M. P. : « Nous savons que 8 à 10% des agriculteurs seront en extrême difficultés. Potentiellement, certains pourraient même devoir arrêter leurs activités. Et cela conduira à une nouvelle restructuration de l’agriculture. A la fois des fermes mais également des entreprises qui les entourent… C’est pour cela qu’à l’assemblée générale de Dijon Céréales, nous nous projetterons sur une future union, qui s’appellera Alliance, avec les coopératives Bourgogne du Sud et Interval (Haute-Saône, Jura). Cela nous permettra de valoriser les territoires et de faire des économies de structure. Nous sommes sur des produits à valeur ajoutée très basse, donc chaque fois que l’on peut gagner un euro à la tonne cela fait plus d’argent pour les producteurs. Nous sommes parfaitement là dans notre objectif originel, à savoir défendre le revenu de nos adhérents. C’est un marché, du transport, de la logistique, de la facturation… c’est toute une organisation que nous mettons en place et qui n’est pas neutre. En grossissant, nous gagnerons en intermédiation, soit en coût de travail et en charges, et ce, afin de valoriser les récoltes des agriculteurs. Nous devons être meilleurs que les autres… Nous venons ainsi de mettre en route Logivia, un transport en commun qui succède à Dijon Céréales Logistique, pour être plus efficient. Nous cherchons ainsi la taille critique pour être le plus performant possible au service de nos adhérents. Nous sommes aujourd’hui dans une coopérative intermédiaire qui produit environ 1 million de tonnes et nous visons les 2 millions en traitement de céréales. Ce que nous réussirons avec l’union des coopératives que nous voulons faire ».

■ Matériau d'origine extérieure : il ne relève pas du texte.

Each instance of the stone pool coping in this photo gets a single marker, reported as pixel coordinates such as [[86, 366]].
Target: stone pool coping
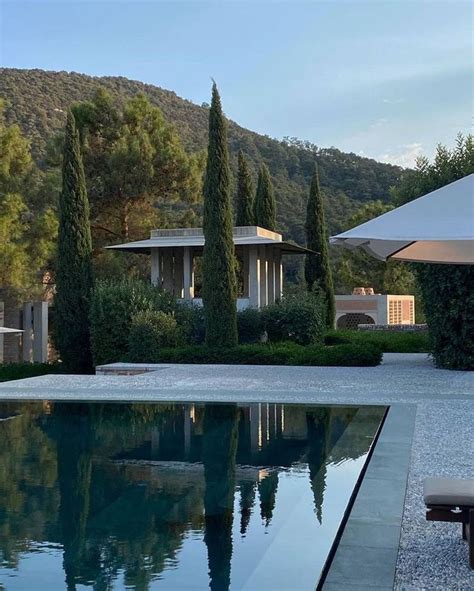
[[431, 556], [366, 554]]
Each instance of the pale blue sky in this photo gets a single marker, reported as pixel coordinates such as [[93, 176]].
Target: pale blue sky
[[388, 79]]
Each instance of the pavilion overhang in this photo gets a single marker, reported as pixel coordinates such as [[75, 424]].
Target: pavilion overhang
[[258, 250]]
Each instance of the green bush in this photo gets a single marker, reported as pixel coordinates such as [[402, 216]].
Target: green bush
[[387, 341], [113, 305], [151, 330], [191, 323], [274, 354], [19, 371], [297, 318], [448, 296], [250, 326]]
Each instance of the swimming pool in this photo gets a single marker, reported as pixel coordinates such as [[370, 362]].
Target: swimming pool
[[175, 496]]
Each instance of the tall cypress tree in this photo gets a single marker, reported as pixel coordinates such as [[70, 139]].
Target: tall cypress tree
[[265, 207], [74, 266], [219, 284], [245, 213], [317, 268]]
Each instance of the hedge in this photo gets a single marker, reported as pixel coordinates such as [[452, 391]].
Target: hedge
[[113, 305], [271, 354], [388, 342]]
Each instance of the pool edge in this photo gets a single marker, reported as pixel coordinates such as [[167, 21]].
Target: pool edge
[[366, 549]]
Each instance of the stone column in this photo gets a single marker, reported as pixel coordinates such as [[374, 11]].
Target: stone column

Dijon l’Hebdo : Que ce soit avec le pôle Vitagora ou encore avec le groupe InVivo, vous placez aussi l’innovation au cœur de vos actions…
M. P. : « Il nous faudra ensemble réinvestir dans la recherche et l’innovation parce que l’agriculture prend actuellement un virage. Nous sommes évidemment 100% favorables au bio et aux marchés courts mais il faut savoir que ce ne sont, pour l’instant, que des marchés de niche. Il faut les pousser et nous le faisons. Nous avons financé le plus important moulin bio d’Europe à Aiserey. C’est important de le rappeler… L’enseigne Frais d’Ici que nous avons ouverte à Chenôve y participe aussi pleinement… La construction en aval d’entreprises qui appartiennent à la coopération permet là aussi de faire des économies d’échelle. Ensemble, avec des moyens communs et un gros chiffre d’affaires, c’est plus simple. Mais nous avons surtout un virage à prendre en ce qui concerne l’agriculture connectée. L’agriculture va entrer dans l’ère du numérique et nous ne pouvons pas manquer ce tournant. L’innovation est aujourd’hui permanente avec l’agriculture de précision, de conservation, d’agroécologie… : reconnaissance par drones, évaluation numérique des besoins en phytosanitaires, en engrais, en eau des terres et des plantes… Dijon Céréales a mis en place des clubs de réflexion et nous investissons déjà à travers InVivo pour ne pas manquer ce tournant. Et nous allons continuer ».